The attorney said ICE's field office in Phoenix was provided with a copy of the pending MTR, but the agency deported him anyways.
ICE acknowledged Tuesday that Gonzalez Carranza was deported while a hold on his removal from the U.S. was in place, but offered no explanation why.
"On April 11, ICE removed Gonzalez-Carranza from the United States pending the motion to reopen while a stay was in place. On April 15, Gonzalez-Carranza was allowed to re-enter the United States pending adjudication of his immigration proceedings. An immigration judge with EOIR will determine if proceedings should be reopened, and whether Gonzalez-Carranza has legal basis to remain in the United States," ICE spokeswoman Yasmeen Pitts O'Keefe said in a statement to NBC News.

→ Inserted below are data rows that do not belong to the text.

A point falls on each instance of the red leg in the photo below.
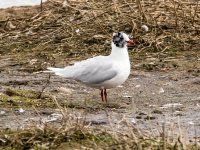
(105, 94)
(102, 95)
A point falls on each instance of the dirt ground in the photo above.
(163, 90)
(146, 99)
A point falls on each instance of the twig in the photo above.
(195, 12)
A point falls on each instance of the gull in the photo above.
(102, 72)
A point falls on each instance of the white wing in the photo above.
(91, 71)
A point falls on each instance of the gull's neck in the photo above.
(119, 53)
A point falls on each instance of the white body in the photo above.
(102, 72)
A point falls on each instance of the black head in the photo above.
(119, 40)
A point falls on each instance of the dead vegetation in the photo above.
(70, 30)
(75, 29)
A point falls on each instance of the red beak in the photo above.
(130, 42)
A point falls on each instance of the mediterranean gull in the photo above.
(102, 72)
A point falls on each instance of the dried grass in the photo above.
(85, 27)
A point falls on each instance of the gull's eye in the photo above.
(130, 36)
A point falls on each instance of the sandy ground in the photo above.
(147, 100)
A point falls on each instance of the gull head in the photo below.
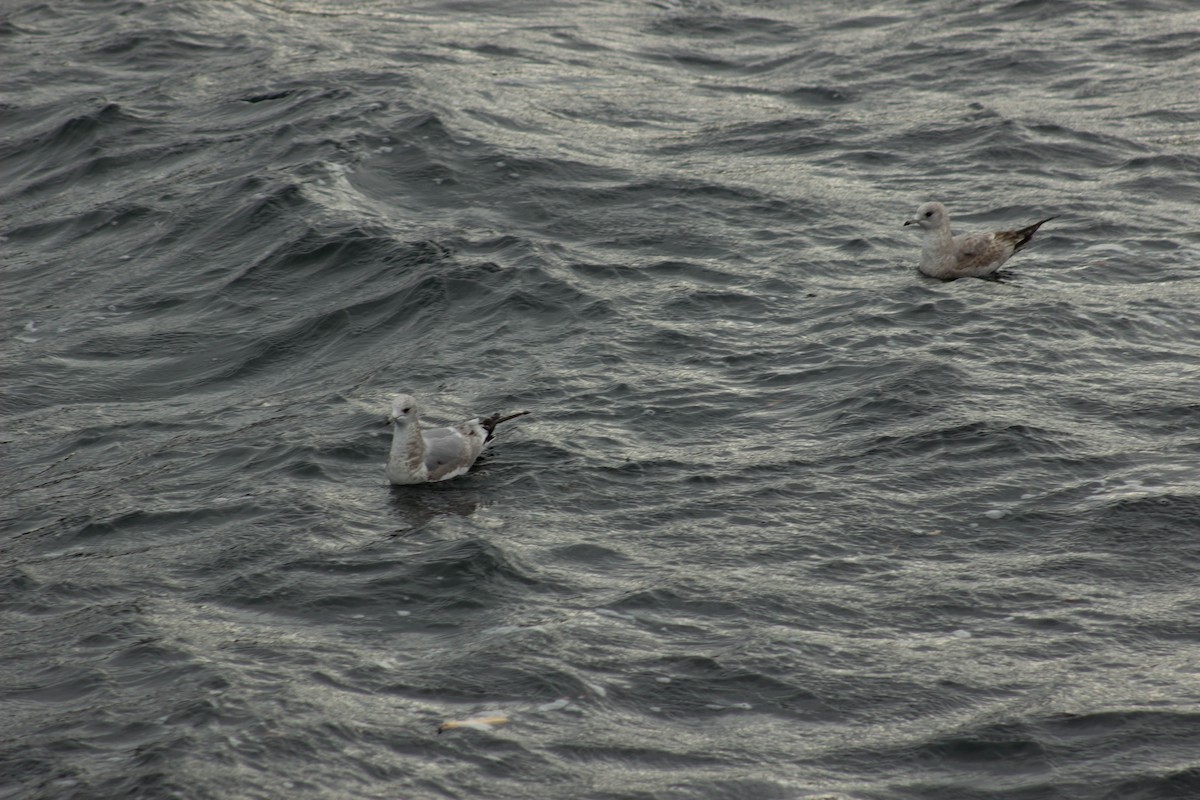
(929, 216)
(403, 409)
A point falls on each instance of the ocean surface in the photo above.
(787, 519)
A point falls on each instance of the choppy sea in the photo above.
(787, 519)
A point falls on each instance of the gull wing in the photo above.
(450, 452)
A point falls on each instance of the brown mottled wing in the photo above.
(1019, 239)
(979, 253)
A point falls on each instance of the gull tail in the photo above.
(1021, 238)
(495, 420)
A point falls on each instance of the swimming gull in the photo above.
(947, 257)
(436, 453)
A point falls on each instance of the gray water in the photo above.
(787, 519)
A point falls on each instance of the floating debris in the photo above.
(487, 722)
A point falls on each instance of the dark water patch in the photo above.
(725, 26)
(787, 137)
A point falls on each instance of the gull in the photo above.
(947, 257)
(436, 453)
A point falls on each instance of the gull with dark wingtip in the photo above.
(948, 257)
(435, 453)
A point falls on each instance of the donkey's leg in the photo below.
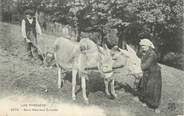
(106, 87)
(59, 77)
(83, 80)
(74, 76)
(112, 89)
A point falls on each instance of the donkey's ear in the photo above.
(131, 50)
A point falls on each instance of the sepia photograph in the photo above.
(91, 58)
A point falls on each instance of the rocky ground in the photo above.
(23, 81)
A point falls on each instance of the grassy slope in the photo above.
(26, 77)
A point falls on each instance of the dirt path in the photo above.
(23, 79)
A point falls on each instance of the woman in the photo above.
(30, 29)
(151, 83)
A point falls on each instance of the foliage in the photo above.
(159, 20)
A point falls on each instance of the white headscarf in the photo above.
(146, 42)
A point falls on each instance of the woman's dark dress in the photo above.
(151, 84)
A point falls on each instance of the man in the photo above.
(30, 29)
(151, 84)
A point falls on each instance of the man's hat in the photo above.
(29, 12)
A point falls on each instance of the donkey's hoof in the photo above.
(87, 102)
(115, 96)
(109, 97)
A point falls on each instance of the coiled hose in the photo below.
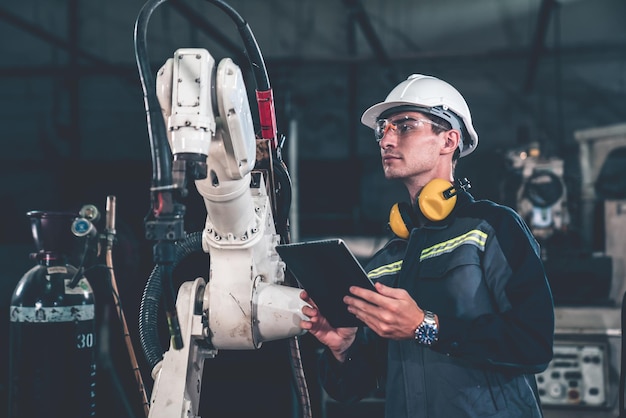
(149, 308)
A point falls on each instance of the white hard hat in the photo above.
(428, 94)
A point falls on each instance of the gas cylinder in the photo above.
(52, 349)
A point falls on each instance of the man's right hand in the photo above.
(338, 340)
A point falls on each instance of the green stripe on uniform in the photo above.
(473, 237)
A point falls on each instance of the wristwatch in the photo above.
(426, 333)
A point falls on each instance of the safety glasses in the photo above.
(402, 126)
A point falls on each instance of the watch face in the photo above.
(426, 334)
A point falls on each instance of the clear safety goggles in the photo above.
(402, 126)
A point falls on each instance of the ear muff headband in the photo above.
(436, 201)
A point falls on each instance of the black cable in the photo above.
(149, 307)
(251, 46)
(161, 154)
(622, 374)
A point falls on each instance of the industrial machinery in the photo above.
(201, 130)
(585, 267)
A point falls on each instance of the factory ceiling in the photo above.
(531, 70)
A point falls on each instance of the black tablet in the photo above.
(326, 269)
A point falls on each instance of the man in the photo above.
(463, 315)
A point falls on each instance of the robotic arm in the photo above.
(245, 302)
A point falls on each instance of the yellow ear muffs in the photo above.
(437, 199)
(401, 220)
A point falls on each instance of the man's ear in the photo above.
(453, 137)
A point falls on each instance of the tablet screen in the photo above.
(326, 269)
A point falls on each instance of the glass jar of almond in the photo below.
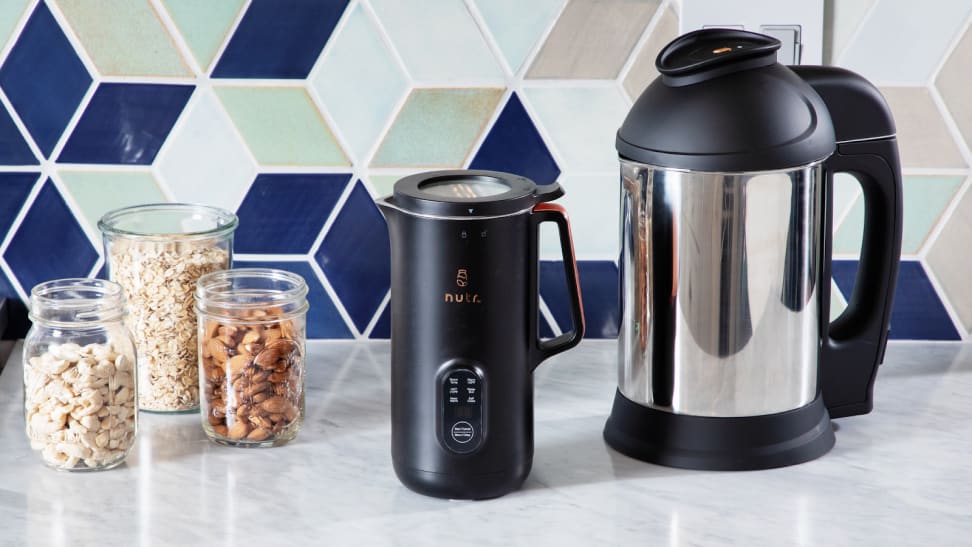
(156, 253)
(252, 325)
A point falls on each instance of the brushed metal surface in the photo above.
(720, 303)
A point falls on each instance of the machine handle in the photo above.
(550, 212)
(853, 345)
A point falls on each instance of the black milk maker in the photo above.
(727, 356)
(464, 343)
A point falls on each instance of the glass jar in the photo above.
(157, 252)
(252, 325)
(79, 375)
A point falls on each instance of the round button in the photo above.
(462, 432)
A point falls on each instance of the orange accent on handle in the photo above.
(570, 238)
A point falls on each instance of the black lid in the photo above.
(723, 103)
(469, 193)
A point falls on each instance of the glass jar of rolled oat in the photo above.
(157, 253)
(252, 325)
(79, 375)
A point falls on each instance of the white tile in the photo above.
(581, 124)
(903, 41)
(204, 160)
(438, 40)
(517, 25)
(592, 204)
(359, 82)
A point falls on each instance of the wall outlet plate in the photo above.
(796, 23)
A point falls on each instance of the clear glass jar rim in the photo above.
(226, 221)
(106, 303)
(213, 299)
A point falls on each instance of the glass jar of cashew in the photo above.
(157, 253)
(252, 324)
(79, 375)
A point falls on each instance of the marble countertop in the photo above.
(899, 476)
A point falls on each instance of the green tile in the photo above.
(10, 13)
(96, 192)
(437, 127)
(925, 199)
(282, 126)
(204, 25)
(124, 38)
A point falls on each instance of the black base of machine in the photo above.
(463, 486)
(721, 444)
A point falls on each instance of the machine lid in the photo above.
(723, 103)
(468, 193)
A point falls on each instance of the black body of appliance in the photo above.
(727, 355)
(464, 312)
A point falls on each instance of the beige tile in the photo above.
(922, 136)
(954, 82)
(951, 262)
(643, 69)
(592, 39)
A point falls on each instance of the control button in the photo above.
(462, 432)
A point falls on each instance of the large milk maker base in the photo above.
(719, 444)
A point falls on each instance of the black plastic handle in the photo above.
(542, 349)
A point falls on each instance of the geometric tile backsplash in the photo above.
(297, 114)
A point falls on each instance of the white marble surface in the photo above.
(899, 476)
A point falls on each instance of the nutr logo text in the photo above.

Gonzalez Carranza's case sparked widespread outrage and attracted the attention of U.S. Sen. Kyrsten Sinema, D-Ariz. A spokeswoman for Sinema told the Arizona Republic that her office had reached out to help.
On Monday, Gonzalez Carranza was told to go to the Nogales/Mariposa Port of Entry where he would be allowed to cross the border into the U.S.
Citing several errors made by ICE, Hernandez believes that Gonzalez Carranza has a strong case for the court to rule on his client's motion to reopen the case. KNPX reported that if the court agrees, they will then have to again fight to terminate the deportation proceedings.
"As it stands, [being a widower of an American soldier] is not enough to have legal permanent status in the United States," Hernandez told KNPX.
Sinema spokeswoman Hannah Hurley told the Republic that the senator's office "is in communication with Mr. Carranza’s attorney and we will assist the Carranza family in this process."